Le nouveau milliard de cohésion devrait enfin être versé à l'Union européenne. Le Conseil des Etats a accepté jeudi de supprimer les conditions à son octroi.

Le sujet cristallise les tensions entre la Suisse et l'Union européenne (UE) depuis des années. Faute d'avancées sur l'accord institutionnel, Bruxelles avait refusé l'équivalence boursière à Berne. En réaction, le Parlement avait conditionné le deuxième milliard de cohésion. Il ne devait être versé que si l'UE s'abstient de toutes mesures discriminatoires.

Le 26 mai a quelque peu changé la donne. Le Conseil fédéral rompt unilatéralement les négociations sur l'accord-cadre. L'UE est fâchée et le fait savoir. Pour l'amadouer, le gouvernement veut débloquer l'enveloppe. Les sénateurs ont suivi, par 30 voix contre 9, après des débats animés.

Déescalader les tensions

"Les mesures prises jusqu'ici pour des raisons tactiques n'ont pas atteint les buts espérés ni d'un côté, ni de l'autre", a constaté Matthias Michel (PLR/ZG) pour la commission. "La pression n'appelle que la pression en retour", a abondé Andrea Gmür-Schönenberger (Centre/LU). "Il est temps de déescalader la situation."

"Il y a urgence à mettre fin aux tensions croissantes. Après la rupture abrupte, unilatérale et catastrophique de l'accord-cadre, il est plus que nécessaire de faire un geste d'apaisement", a également plaidé Carlo Sommaruga (PS/GE), tout en rappelant qu'il s'agit d'un passif à solder. "La Suisse n'a plus payé de contribution depuis 2013."

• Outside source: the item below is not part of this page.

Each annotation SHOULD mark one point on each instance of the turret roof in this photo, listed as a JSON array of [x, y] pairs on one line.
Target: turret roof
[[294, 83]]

Sans le versement du milliard de cohésion, la voie bilatérale se détériorerait inévitablement, ont pointé des sénateurs de gauche comme de droite. Aucun nouvel accord n'est pour l'instant signé ou actualisé. "Si la Suisse peut s'en arranger pour le moment, car les accords actuels sont toujours en vigueur, elle en souffrira sur le long terme", a jugé Pirmin Bischof (Centre/SO).

Aucune obligation

La Suisse serait en outre définitivement reléguée au rang d'Etat tiers pour le programme Horizon Europe, a noté Carlo Sommaruga. "L'issue serait désastreuse. Les universités seraient inévitablement déclassées. Leurs acteurs perdraient le droit de postuler à des bourses prestigieuses et de diriger des projets. Ils s'orienteraient vers d'autres pays européens."

"Les chercheurs de nos universités se tournent vers des entreprises, comme Facebook, Google ou Microsoft, qui ne sont pas européennes," a contré Ruedi Noser (PLR/ZH). Le problème actuel n'est pas lié aux programmes de recherche. "Si la Suisse n'y participe plus, ce serait même une chance. Elle pourrait développer ses propres projets."

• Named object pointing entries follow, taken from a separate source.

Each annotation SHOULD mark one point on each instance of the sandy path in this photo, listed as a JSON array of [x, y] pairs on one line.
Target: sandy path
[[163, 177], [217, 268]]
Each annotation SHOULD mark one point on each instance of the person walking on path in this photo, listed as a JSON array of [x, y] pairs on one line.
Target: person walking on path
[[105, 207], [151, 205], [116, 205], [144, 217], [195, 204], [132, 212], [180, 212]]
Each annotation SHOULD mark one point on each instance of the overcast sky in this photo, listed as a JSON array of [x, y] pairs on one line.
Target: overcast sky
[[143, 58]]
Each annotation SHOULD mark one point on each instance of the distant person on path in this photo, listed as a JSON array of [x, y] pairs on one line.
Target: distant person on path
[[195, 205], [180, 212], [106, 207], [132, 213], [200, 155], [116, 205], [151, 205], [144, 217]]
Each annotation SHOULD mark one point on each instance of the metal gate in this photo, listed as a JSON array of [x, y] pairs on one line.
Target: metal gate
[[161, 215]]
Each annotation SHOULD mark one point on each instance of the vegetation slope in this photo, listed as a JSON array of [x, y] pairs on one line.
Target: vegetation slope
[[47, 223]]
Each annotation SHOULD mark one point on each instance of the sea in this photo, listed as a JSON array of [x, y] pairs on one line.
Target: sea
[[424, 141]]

Pour le Zurichois, trois problèmes existent actuellement: la non-reconnaissance boursière, la non-reconnaissance des produits médicaux et l'obligation d'annonce de huit jours des postes vacants. L'accès au marché européen n'en est pas un. "Il fonctionne à 99%."

Le milliard de cohésion n'a rien à voir avec, a-t-il poursuivi. "Nous devons le débloquer parce que nous le voulons, non pas parce que nous le devons." Olivier Français (PLR/VD) a lui plaidé pour une nouvelle contribution à la cohésion sociale du continent.

Jeu de poker

L'opposition est venue de l'UDC et d'une partie du Centre, qui ont tout simplement refusé d'entrer en matière sur le sujet. "Le Conseil fédéral joue au poker. La Suisse n'a aucune garantie que l'Union européenne arrête ses discriminations si la contribution est débloquée", a relevé Thomas Minder (Ind/SH).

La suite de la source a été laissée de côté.